Elan Drug Technologies’ manufacturing and development capabilities provide a range of client services, including:  


Manufacturing: 
Oral solid dosage forms in bulk or packaged form; controlled substance manufacture; gateway testing/release for EU markets; and labelling and packaging.





Engineering Services: 
Project process, equipment, facilities and utilities.


Laboratory Services:
Quality control, raw materials/stability, microbiology, Bio-analytical, validation and compliance.


Development Capability: 
Formulation, analytical development, scale-up and process transfer.


Regulatory: 
Regulatory dossier preparation, submission and support.

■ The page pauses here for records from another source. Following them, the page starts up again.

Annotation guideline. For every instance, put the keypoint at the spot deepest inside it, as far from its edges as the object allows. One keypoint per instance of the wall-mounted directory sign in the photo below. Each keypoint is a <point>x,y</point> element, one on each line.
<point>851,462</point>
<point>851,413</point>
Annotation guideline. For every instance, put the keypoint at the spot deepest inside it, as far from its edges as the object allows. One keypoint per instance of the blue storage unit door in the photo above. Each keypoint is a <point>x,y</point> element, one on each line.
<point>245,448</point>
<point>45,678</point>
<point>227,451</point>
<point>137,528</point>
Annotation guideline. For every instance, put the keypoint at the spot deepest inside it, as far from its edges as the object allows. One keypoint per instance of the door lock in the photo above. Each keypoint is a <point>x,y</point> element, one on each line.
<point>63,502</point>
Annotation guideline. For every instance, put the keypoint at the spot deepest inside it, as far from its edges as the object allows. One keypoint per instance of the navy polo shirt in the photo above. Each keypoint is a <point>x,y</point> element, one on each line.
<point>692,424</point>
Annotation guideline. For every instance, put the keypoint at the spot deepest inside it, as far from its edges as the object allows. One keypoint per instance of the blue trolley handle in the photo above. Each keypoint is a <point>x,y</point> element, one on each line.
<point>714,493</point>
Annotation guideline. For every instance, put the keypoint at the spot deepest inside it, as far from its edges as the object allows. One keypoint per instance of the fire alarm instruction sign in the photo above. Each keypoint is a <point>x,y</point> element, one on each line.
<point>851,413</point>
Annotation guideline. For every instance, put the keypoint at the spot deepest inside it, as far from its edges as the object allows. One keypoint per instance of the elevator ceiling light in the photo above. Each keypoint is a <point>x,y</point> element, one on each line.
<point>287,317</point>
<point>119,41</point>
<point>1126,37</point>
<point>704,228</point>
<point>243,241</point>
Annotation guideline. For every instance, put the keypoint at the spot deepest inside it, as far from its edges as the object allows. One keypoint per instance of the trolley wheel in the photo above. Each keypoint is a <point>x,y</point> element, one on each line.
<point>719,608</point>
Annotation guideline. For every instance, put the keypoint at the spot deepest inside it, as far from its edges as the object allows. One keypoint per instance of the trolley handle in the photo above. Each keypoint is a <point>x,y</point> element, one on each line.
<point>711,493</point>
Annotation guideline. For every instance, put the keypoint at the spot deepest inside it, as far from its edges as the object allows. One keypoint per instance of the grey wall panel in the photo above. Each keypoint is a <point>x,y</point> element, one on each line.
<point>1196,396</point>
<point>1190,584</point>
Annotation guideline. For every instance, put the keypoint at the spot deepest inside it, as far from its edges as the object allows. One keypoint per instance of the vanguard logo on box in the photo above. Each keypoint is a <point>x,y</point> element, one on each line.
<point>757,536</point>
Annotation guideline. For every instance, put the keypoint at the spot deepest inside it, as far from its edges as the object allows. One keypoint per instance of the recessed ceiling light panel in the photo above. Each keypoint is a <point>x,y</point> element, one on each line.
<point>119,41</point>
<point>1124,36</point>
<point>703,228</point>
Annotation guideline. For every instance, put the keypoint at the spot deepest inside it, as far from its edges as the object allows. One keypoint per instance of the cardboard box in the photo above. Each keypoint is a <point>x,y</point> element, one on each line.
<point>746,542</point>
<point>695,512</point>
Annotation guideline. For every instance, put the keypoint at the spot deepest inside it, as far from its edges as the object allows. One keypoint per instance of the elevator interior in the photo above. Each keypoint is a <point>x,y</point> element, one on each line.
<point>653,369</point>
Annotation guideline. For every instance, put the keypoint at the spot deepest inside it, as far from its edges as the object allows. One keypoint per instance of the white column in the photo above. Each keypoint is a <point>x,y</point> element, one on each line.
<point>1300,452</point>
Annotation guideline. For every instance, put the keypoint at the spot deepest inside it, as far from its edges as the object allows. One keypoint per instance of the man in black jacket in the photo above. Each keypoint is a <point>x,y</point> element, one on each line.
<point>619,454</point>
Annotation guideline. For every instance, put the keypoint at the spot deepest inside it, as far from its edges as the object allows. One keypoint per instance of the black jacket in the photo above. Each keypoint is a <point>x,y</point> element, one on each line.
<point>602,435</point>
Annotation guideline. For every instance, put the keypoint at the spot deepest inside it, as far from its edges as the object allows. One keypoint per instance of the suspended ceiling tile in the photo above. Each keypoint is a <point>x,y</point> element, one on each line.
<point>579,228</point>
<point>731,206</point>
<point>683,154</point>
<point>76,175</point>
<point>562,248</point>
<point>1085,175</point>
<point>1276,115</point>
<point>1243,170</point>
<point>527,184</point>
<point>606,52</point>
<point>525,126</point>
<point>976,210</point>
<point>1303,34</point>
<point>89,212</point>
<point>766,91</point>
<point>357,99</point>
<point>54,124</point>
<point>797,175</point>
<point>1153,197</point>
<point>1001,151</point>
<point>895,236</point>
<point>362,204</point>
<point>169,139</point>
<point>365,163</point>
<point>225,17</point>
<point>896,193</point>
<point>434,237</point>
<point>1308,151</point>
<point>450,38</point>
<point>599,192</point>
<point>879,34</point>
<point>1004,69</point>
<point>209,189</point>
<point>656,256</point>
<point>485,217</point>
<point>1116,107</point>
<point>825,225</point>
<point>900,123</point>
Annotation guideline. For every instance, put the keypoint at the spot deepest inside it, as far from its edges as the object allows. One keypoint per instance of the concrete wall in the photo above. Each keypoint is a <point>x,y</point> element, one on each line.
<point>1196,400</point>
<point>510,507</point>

Professional management services at Elan Drug Technologies include: 

• project and portfolio management:  Dedicated project management teams to support products through all stages of development and manufacture
• site support functions:  Information technology, finance and human resources.

Compliance:

In the period 2002 to December 2008, Elan Drug Technologies has undergone inspections from various regulatory authorities including:

• U.S. Food and Drug Administration – 8 Audits
• EMEA Inspection - 1 Audits
• Irish Medicines Board – 9 Audits
• U.S Drug Enforcement Administration – 4 Audits
• Environmental Protection Agency – 15 Audits
• Health and Safety Authorities – 23 Audits
• Multiple client and consultant audits – 95 Audits

Environmental Control and Safety Environmental:

• dedicated department for management, monitoring and reporting
• integrated pollution control license
• facilities in place for waste water, air emissions (particulates, VOC’s), noise control, hazardous waste liquids & solids, surface water retention.

Safety:

• dedicated safety management team
• full safety management system including, self- inspection, near miss incident reporting and trending, safety meetings and routine health screening on site.